Al Dura Hoax Exposed?

We have written several times, including here and here, about the al Dura case. Mohammed al Dura was a boy who was apparently caught in a crossfire between Israeli troops and Palestinian rioters in Gaza in 2000 and allegedly shot by the Israelis. The incident was recorded by a French film crew and gained enormous notoriety throughout the Muslim world. Several countries issued postage stamps commemorating the event, like this one:

al dura stamp4.jpeg

It was the television channel France 2, whose film crew recorded the apparent shooting of al Dura, that produced the incendiary program that gave rise to much anti-Israel propaganda. Philippe Karsenty wrote that France 2’s report was a fraud, and was accused of libeling the station and its reporter. Karsenty was found liable by the trial court, but that verdict was reversed by a French appellate court in May 2008. The appellate court also ordered France 2’s raw video footage released to the public.
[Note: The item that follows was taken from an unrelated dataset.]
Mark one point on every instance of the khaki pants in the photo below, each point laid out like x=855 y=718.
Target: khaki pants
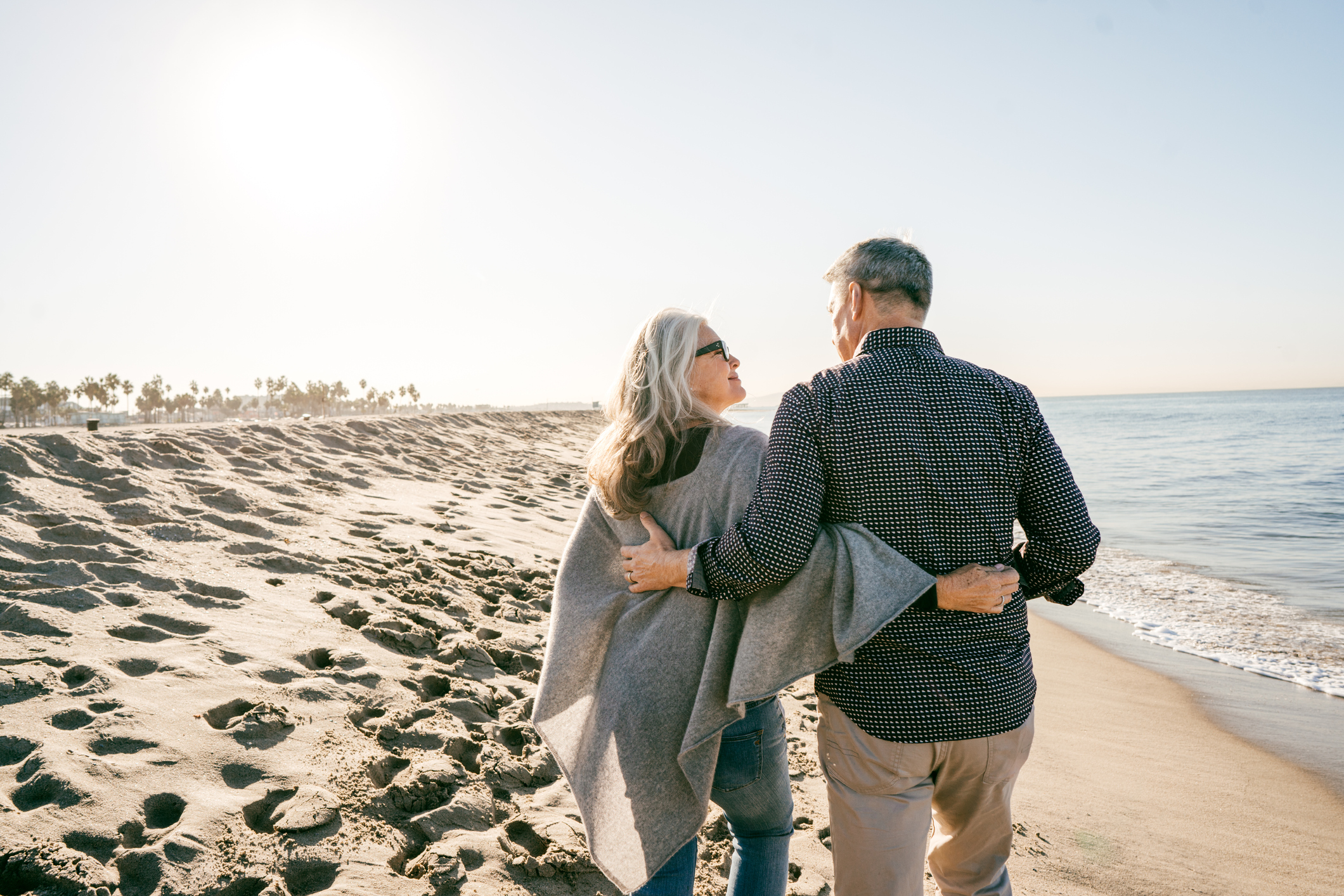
x=882 y=796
Today, Mr. Karsenty sent out an email on a documentary that was broadcast on German television last week. He included links to commentary in German and French, neither of which was very helpful to me. But here is Mr. Karsenty’s synopsis of the German program:

The German public TV, ARD, broadcast, on March 4, 2009, a documentary which confirms that the news report, narrated by Charles Enderlin and broadcast by France 2 on September 30, 2000, is a fraud.

Here is the evidence revealed, and confirmed, by this documentary:

* Thanks to a biometric analysis of the faces, it has been proven that the boy who was filmed by France 2 is not the boy presented at the Gaza morgue and buried later. The eyebrows and the lips are very different.

* The German TV used the lip-reading technique to read the father’s lips. They discovered that Jamal al Dura gave instructions to the people who were behind France 2’s cameraman during the filming of the scene.

* The boy filmed by France 2 moves a red piece of cloth down his body for no specific reason.

* In France 2’s news report, there is no blood – neither on Mohammed nor on Jamal al Dura’s body, whereas the two were supposed to have received 15 bullets altogether.

* The boy shown at the funeral as Mohammed al Dura arrived at the hospital before 10am, whereas France 2’s news report was filmed after 2:30pm.

The al Dura controversy continues, but, regardless of whether the story told by France 2 can be definitively refuted, the damage already done is irremediable.